In a new analysis, researchers investigated the impact of non-adherence to study protocol treatment regimens in the MASTER DAPT trial. Temporary or permanent nonadherence was defined as 3 or more days of missed medication in all four antiplatelet therapies; Adherence to study medications was assessed by inspecting clinical records during follow-up and by patient investigators.
Across all groups, 20.2% of patients in the abbreviated treatment group and 9.4% in the standard treatment groups did not adhere to the treatment protocol. Using analyzes of inverse censoring probability weights, net adverse clinical events (HR=1.01; 95% CI, 0.88-1.27) or MACE (HR=1.07; CI at 95%, 0.83-1.4) did not differ, and major or clinical events relevant non-major bleeding were lower with abbreviated treatment compared to standard treatment (RR = 0.51; 95 CI %, 0.6-0.73) consistently across oral anticoagulation subgroups; in patients on oral anticoagulation, discontinuation of single antiplatelet therapy 6 months after PCI was associated with similar MACE and lower bleeding risk (HR=0.47; 95% CI, 0.22-0 .99) compared to continuation of single antiplatelet therapy.
“By primarily correcting for patterns of nonadherence in patients on oral anticoagulation in the abbreviated treatment group, this analysis suggests, for the first time, that discontinuation of single antiplatelet therapy at 6 months after PCI is associated with less of bleeding without an increase in ischemic events in this patient subset,” the researchers wrote.

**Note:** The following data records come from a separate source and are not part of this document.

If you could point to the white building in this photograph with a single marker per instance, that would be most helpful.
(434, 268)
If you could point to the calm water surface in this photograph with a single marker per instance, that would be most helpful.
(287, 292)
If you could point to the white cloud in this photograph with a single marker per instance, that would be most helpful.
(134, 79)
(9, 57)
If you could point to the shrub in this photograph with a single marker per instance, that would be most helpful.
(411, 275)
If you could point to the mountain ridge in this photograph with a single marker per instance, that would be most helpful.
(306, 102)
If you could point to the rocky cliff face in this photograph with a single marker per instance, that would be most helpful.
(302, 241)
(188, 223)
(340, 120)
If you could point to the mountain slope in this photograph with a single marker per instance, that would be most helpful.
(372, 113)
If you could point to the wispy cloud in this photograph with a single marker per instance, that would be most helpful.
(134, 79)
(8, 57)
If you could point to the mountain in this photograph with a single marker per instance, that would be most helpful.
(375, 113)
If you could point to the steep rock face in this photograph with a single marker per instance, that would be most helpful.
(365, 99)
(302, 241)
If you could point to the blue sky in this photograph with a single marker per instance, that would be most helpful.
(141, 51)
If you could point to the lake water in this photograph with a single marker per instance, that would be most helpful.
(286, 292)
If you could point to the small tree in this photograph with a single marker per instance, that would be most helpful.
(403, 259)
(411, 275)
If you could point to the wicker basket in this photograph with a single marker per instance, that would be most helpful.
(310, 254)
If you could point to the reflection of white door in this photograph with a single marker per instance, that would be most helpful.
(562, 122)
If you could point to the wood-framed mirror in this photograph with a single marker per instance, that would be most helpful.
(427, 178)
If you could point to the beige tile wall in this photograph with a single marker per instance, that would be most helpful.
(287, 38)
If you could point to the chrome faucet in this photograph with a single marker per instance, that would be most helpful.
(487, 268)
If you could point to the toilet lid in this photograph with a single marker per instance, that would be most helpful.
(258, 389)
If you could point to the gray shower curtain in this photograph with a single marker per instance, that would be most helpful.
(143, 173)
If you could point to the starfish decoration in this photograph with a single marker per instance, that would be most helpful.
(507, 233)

“We have to do a better job”
In the editorial, Baber and colleagues noted that strategies to improve adherence must consider multiple factors, including comorbidities, the health care system, and socioeconomic background.
“Unimodal interventions that target a specific determinant of adherence, such as drug costs (i.e. co-pay vouchers) or polypharmacy (i.e. polypills), produced modest effects on adherence with no appreciable impact on surrogate or hard clinical outcomes,” Barber and colleagues wrote. “Conversely, improved patient-clinician communication vis-à-vis shared decision-making leads to greater gains in medication adherence in the general population and minority cohorts. At the heart of this operational paradigm is finds the active participation of patients and clinicians.
“While effective tools that improve medication adherence are already available to us, we need to do a better job of implementing these strategies if patients are to fully realize the benefits of medications that reduce cardiac risk and improve quality of life,” Baber and his colleagues wrote.
For more information:
John A. Spertus, MD, MPH, can be attached to [email protected].